Artists are getting in early with their views on digital music innovation this MidemNet – the opening panel on day one features Amanda Palmer (centre, of Dresden Dolls and now solo fame) and Hal Ritson from The Young Punx (left)… It also made history as the first ever MidemNet session to kick off with a ukulele cover of Radiohead’s Creep (Palmer), interpretive dance (Ritson) and a sock puppet (representing Paul Van Dyk).

Ritson talked about his own online activities, saying an artist has to do three things nowadays: first, get people to listen to the music; second, get some emotional contact with them; and third, find a revenue stream from somewhere.

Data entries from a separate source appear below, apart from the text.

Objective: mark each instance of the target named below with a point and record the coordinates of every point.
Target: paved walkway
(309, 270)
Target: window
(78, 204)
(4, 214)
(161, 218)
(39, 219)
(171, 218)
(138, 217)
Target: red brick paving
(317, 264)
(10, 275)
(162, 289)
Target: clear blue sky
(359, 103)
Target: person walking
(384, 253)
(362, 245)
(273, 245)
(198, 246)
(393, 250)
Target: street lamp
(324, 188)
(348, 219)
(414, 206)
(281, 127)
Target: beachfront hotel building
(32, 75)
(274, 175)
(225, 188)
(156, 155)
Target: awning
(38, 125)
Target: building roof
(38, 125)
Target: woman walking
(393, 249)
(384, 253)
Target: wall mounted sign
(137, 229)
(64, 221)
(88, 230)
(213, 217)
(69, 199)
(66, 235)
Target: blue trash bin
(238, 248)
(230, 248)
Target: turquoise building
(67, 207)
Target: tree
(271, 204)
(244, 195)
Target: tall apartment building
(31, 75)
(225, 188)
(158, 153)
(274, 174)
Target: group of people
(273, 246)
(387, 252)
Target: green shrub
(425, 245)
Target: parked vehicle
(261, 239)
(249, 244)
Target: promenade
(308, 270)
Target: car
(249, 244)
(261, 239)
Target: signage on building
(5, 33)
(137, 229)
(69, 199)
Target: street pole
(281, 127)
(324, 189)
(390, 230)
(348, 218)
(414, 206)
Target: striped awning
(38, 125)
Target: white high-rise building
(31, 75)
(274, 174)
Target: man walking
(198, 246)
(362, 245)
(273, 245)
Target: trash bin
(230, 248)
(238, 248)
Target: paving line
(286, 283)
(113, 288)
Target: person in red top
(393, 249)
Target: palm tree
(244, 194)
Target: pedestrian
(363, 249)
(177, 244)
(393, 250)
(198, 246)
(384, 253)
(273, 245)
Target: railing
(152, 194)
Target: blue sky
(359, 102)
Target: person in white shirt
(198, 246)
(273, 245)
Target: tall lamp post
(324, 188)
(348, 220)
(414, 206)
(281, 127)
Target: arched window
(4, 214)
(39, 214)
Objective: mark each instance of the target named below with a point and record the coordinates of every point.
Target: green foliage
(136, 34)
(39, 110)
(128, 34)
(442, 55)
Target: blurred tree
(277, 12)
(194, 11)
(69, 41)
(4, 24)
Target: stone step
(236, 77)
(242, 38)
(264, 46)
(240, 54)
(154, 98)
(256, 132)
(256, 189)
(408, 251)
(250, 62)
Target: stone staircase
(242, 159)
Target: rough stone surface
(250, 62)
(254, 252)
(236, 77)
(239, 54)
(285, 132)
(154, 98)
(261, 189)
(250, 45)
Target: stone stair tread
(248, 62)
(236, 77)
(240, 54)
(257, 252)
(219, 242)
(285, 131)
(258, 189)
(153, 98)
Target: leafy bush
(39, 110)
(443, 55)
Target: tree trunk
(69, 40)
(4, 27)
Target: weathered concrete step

“We’ve totally embraced the point that writers of music blogs are totally taking over as the new tastemakers of music,” he said. So Ritson looks at blogs giving away free music not as a threat, but as the modern equivalent of radio promo. “You’re getting people to hear your music,” he said.

Ritson’s organisation has someone whose job is to monitor the music blogs, and maintain a relationship with the key sites. “We try to manage the release of material to the blogs pro-actively, so that on the same day, five of the key blogs might get our new track,” he said.
The Young Punx did a deal with a German beer company, for example, with the brand putting on music events, and the band integrating the brand into its podcasts. “So they were giving away our music, they were paying us to be associated with their brand – the revenue was coming from them, and everyone was happy.”

Through the course of last year, Germany became the third most important market for The Young Punx, as measured by Facebook fans. “That came from us not selling many records, but many many people hearing our music – and we got paid!… You don’t measure success by sales any more. How many people are enjoying what you have to offer, and then you have to ask whether my business is profitable.”

Ritson also gave what may prove to be the key tip for how to ‘use’ social media to connect with fans – “you have to do it passionately and personally. People are interested in the artists, not in somebody from the marketing department”.